The great advantage kids have growing up in the age of digital cameras is that the odds are low that one day they will stumble on a collection of printed photos labeled “Quebec Summer: FAT PHASE.”
Remember when you’d take your roll of film to the local drugstore and you would automatically get duplicates? So, not only did you have one set of photos you’d rather burn, you’d have 2… that’s 4 double chins. And while there was no social media circulation, you had the distinct non-advantage of having tangible proof that once upon a time you were the size of a blimp.
I stumbled upon the “Quebec Summer: FAT PHASE” envelope in the midst of some appliance-melt-down-induced cleaning. The photos, along with others from my more youthful summers, were striking reminders that when you grow up the chubby, knock-kneed girl, you grow up with an awkward relationship with shorts.
When your thighs touch, there’s almost no short length that doesn’t ride up when you walk. Instead of neatly aligned horizontal hemlines, the bottoms of your trunks form a wobbly V. It’s not only unattractive, it’s uncomfortable. Walking in bunched-up shorts is like walking with a golf ball wedged between your legs. So you learn to adapt.
First, you try the “Cowboy Walk.” The idea is to look like you just got off a horse after finishing a cattle drive. You point your feet away from each other and widen your stride, attempting to keep your legs as far from each other as you can.

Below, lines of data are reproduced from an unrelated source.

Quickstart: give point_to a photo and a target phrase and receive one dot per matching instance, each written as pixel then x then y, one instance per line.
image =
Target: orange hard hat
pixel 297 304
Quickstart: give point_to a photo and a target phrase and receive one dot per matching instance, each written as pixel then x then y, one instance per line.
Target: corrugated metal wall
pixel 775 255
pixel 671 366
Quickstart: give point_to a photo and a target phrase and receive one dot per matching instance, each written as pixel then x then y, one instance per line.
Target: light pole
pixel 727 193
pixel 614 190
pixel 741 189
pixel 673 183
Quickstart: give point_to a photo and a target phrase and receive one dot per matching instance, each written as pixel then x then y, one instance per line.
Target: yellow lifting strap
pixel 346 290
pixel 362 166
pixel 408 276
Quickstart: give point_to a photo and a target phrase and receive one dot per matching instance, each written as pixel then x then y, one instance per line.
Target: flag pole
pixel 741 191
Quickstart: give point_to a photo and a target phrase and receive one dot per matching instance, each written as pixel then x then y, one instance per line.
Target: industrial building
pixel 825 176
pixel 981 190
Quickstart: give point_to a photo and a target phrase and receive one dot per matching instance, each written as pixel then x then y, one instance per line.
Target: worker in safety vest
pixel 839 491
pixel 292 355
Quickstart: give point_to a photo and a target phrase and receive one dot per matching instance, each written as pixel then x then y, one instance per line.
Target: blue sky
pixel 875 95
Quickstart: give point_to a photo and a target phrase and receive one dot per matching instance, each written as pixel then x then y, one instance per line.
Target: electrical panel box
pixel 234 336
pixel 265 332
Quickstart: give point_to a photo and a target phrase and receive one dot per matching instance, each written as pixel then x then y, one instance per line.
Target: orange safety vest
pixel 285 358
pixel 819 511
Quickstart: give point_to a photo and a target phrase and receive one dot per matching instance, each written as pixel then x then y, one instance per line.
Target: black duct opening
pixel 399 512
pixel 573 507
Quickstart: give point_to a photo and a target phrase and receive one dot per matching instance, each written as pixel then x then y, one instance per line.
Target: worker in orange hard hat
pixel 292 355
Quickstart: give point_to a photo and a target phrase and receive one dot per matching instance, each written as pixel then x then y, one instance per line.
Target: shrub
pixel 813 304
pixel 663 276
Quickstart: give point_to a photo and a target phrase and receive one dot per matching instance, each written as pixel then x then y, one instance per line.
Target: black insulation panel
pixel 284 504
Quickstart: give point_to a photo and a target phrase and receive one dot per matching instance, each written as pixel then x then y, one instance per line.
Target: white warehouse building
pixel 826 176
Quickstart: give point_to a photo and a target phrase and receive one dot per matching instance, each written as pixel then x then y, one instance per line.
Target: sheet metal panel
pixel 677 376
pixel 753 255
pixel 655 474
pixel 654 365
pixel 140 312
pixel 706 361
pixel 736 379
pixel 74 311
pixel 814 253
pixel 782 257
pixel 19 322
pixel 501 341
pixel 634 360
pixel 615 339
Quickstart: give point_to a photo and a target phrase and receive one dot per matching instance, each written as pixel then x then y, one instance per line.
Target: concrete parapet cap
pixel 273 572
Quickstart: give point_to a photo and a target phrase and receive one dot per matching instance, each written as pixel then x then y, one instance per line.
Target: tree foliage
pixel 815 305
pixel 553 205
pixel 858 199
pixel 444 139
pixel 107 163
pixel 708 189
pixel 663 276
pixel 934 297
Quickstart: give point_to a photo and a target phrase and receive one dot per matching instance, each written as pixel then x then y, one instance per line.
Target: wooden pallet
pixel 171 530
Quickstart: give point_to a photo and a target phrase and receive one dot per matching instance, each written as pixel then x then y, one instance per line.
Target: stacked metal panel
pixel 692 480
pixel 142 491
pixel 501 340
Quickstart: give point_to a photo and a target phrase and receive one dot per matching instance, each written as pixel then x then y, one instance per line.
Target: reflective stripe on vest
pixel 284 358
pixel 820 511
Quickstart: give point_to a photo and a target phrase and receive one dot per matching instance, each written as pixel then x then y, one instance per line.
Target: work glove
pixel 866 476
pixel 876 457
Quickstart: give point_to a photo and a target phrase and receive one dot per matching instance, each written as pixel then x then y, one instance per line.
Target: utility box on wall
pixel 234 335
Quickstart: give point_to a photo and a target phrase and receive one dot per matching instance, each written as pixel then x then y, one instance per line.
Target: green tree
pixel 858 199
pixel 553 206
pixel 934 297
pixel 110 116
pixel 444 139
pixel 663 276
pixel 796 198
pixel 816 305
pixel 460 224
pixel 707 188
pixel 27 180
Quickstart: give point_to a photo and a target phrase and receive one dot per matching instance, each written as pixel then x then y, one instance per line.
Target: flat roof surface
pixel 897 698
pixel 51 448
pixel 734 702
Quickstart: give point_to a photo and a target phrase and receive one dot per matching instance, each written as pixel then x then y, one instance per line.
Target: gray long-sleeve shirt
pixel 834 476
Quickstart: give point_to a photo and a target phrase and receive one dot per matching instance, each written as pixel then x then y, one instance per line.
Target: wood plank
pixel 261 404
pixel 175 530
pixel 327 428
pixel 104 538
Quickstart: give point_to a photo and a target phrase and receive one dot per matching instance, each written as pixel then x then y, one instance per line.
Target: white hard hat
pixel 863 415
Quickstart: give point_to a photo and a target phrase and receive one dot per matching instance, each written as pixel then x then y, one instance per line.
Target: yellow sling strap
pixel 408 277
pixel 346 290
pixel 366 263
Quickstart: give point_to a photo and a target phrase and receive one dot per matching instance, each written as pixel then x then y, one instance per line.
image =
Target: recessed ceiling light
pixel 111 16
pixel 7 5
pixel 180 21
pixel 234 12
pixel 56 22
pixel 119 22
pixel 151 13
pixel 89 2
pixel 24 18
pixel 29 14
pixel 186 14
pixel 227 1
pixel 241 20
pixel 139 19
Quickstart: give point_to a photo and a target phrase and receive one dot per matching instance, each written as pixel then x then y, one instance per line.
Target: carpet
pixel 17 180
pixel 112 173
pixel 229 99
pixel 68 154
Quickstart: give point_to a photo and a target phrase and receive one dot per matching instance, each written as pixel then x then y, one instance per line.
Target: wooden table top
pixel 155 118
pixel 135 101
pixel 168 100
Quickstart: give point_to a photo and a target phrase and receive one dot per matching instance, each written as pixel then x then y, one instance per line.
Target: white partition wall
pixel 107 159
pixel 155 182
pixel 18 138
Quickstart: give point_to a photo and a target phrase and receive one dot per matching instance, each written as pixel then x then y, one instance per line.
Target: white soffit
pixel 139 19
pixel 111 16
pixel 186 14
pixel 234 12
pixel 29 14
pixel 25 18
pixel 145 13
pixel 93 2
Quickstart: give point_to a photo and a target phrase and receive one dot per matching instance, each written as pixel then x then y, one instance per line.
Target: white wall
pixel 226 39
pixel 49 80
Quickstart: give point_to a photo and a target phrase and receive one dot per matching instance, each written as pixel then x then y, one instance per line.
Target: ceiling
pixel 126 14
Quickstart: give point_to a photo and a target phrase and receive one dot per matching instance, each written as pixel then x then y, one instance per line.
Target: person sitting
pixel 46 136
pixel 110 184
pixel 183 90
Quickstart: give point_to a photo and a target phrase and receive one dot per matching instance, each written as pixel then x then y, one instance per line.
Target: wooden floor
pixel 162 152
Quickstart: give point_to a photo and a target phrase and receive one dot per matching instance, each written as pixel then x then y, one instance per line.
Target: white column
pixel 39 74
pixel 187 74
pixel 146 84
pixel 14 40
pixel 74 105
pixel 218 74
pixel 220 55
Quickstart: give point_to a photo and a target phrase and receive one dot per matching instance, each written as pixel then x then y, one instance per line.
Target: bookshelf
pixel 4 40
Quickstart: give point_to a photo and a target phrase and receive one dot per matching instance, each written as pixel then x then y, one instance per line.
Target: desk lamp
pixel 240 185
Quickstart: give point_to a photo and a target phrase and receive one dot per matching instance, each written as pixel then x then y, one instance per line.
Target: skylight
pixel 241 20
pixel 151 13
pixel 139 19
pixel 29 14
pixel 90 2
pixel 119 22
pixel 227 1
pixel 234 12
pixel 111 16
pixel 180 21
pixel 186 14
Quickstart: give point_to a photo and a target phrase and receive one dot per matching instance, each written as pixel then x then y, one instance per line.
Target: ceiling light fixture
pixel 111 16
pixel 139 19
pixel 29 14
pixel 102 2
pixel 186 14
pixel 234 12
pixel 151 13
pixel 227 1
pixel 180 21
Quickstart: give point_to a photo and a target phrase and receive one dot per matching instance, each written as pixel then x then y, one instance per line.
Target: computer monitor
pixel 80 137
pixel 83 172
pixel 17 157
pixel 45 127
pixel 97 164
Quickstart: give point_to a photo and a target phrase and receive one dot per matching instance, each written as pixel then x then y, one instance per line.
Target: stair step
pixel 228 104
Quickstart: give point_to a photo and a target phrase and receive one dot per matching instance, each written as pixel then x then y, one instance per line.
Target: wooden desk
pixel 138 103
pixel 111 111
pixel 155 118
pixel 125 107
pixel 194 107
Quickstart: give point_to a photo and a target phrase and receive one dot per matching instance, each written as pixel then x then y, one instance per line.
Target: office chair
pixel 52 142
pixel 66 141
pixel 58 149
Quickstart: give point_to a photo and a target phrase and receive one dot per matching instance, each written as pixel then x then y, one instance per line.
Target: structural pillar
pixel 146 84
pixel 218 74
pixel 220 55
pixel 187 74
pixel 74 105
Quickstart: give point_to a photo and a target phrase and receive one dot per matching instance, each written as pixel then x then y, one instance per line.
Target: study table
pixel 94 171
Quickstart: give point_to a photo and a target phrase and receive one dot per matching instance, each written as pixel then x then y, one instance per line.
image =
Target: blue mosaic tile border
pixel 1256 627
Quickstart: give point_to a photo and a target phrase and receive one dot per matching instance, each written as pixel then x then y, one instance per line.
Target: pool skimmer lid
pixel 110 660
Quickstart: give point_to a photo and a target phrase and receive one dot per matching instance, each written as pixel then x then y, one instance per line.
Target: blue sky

It’s equal parts swagger and waddle. It’s also highly inefficient.
Next, you try the “Shake-it-Out.”
When you realize this is about as effective as the Cowboy Walk in ridding yourself of the ride up, you give into the walk, stop and pull down. It’s painfully obvious, but it gets the job done.
If you’re hell-bent on wearing shorts, these adaptations are better than the alternative, which is obsessing over something you can’t really change — the gap between your upper legs. Or, you can do the far more sensible thing and forego the shorts all together. Skirts are classier anyway.